Mental illness uncensored: When you believe in yourself anything is possible

Nov 8 2017, 4:02 am

This article was written for Daily Hive by Coast Mental Health peer support worker Althea Adams.

One in five Canadians will experience mental illness in their lifetime, yet many won’t seek help due to stigma surrounding mental illness and recovery. To mark World Mental Health Day, Daily Hive has partnered with the non-profit Coast Mental Health to launch a four-week series called Mental Illness Uncensored. Coast Mental Health has been supporting people with serious mental illness for 45 years.


My name is Althea Adams. I am a peer support worker for Coast Mental Health.

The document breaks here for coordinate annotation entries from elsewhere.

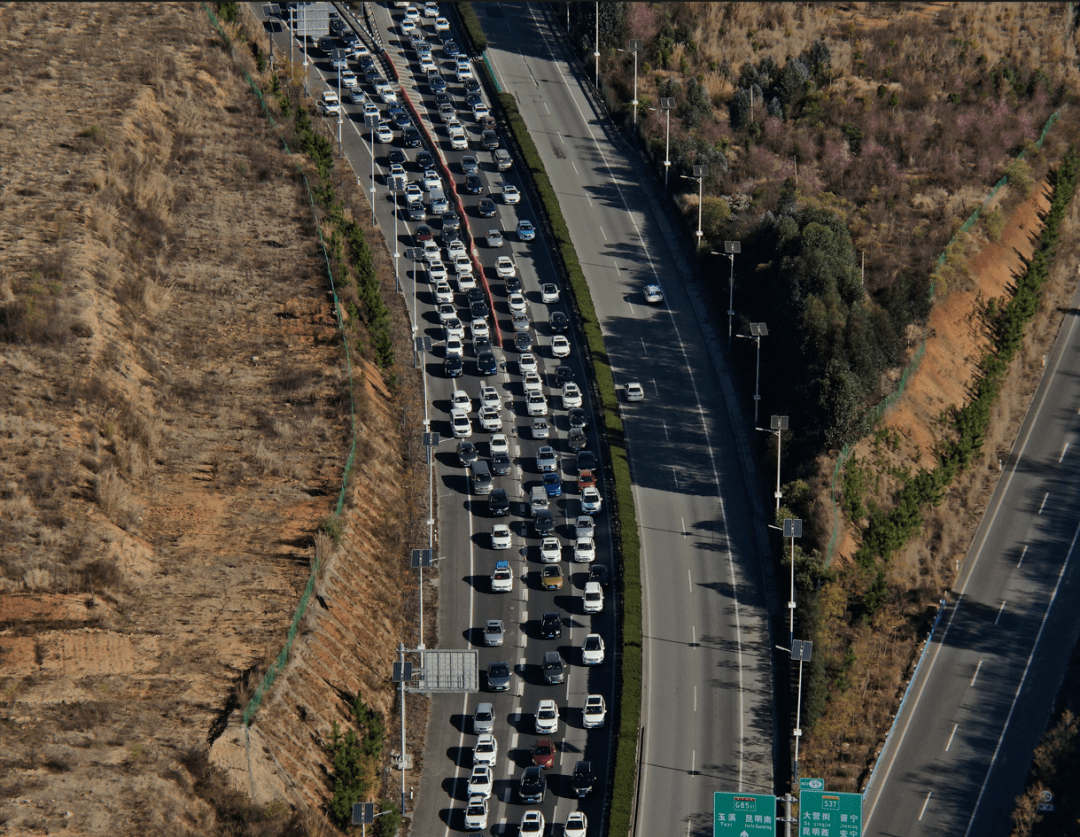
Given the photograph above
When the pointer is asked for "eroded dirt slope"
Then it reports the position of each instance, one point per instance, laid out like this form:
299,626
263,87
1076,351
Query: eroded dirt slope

A lot of people don’t understand that mental illness can hit you at any time. We all have the potential for it inside of us. It is unforgiving. Sometimes it’s visible but there are many of us who have mental illness and are still functioning.

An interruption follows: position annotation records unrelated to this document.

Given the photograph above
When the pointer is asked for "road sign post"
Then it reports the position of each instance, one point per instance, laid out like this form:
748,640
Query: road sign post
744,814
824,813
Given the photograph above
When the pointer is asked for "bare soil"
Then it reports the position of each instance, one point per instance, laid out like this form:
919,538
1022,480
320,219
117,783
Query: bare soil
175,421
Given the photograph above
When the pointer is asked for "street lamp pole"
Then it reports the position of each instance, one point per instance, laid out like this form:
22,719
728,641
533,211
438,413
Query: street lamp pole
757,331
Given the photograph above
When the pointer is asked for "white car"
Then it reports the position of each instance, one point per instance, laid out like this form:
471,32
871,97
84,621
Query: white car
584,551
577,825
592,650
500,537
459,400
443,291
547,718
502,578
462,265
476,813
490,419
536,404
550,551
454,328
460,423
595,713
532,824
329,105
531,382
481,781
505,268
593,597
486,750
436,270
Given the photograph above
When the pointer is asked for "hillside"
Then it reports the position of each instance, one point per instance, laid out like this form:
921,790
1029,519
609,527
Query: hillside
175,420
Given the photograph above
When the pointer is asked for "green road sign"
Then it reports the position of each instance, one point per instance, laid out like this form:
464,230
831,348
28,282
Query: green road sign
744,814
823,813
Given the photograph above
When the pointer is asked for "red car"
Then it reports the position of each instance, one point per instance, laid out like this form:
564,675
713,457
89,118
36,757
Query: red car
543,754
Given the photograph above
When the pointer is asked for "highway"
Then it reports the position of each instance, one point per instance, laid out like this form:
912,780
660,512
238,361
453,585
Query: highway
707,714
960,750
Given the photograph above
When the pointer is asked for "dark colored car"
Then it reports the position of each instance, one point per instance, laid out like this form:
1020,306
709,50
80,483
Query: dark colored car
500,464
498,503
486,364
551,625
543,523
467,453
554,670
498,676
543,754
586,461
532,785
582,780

I have severe depression. When it hit me, I was doing a lot of things that I loved. I had gone back to school to become an early childhood educator – working with children had always been a love of mine. I was having a great time but I was also going through a lot of pain and sorrow, too. It snuck up on me. All of the sudden, things started piling up – housing stress, work stress, money. I wasn’t sleeping.

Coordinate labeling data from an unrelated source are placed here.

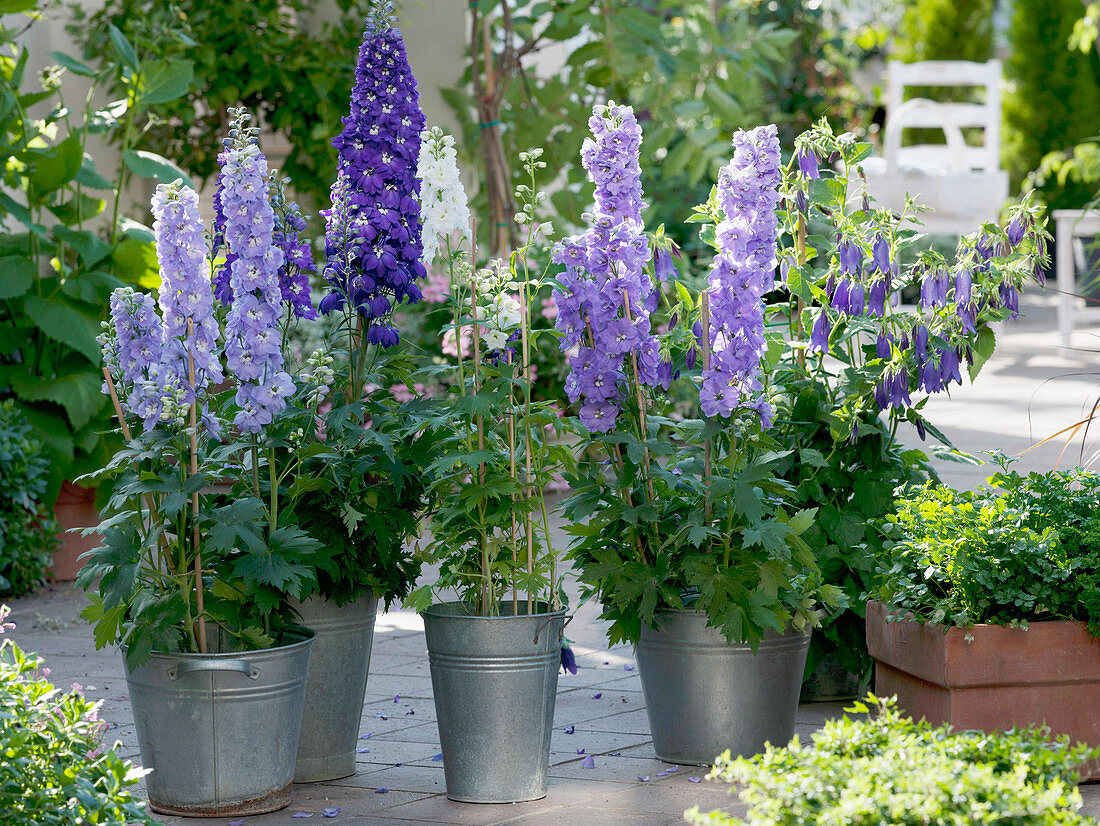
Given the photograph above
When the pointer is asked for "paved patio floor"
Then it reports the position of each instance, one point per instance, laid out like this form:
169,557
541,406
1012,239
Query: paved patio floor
1031,388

There’s a two-week period of my life before I admitted myself to Vancouver General Hospital that I just don’t remember. That’s a frightening thing, not remembering two weeks of your life.

I was in the hospital for a month. I was released but soon I started not feeling well again so I went back. While I was in the hospital, I was helping a lot of other people, even though I was going through my own trauma. The staff there noticed and they told me I should be a peer support worker – somebody who uses their own lived experience of mental illness to support others going through the same thing.

I’ve been a peer support worker with Coast Mental Health since 2016. Going through peer support worker training, I learned so many things about how to help others. I learned how to speak with doctors and counsellors. I also learned that sometimes it is listening and just being kind and loving and friendly. A lot of people don’t realize that if you just sit and listen, somebody can tell you their whole life story just like that, or they can tell you what they need, or what’s hurting them.

A lot of people who have mental illness become homeless and when you’re homeless, nobody wants to listen to you. They think you’re just a bum. People become homeless because one instance comes and changes their entire life. They can’t move on because there is nobody there to help them. There are no jobs they can go to. Housing is horrible. They are afraid. Some people are strong but some are not as strong and they just feel like they’d rather die than live like this.

If someone were to read this who is suffering from mental illness now, I’d say to them, “Believe in self and anything is possible”. When you believe in self, you can do so much.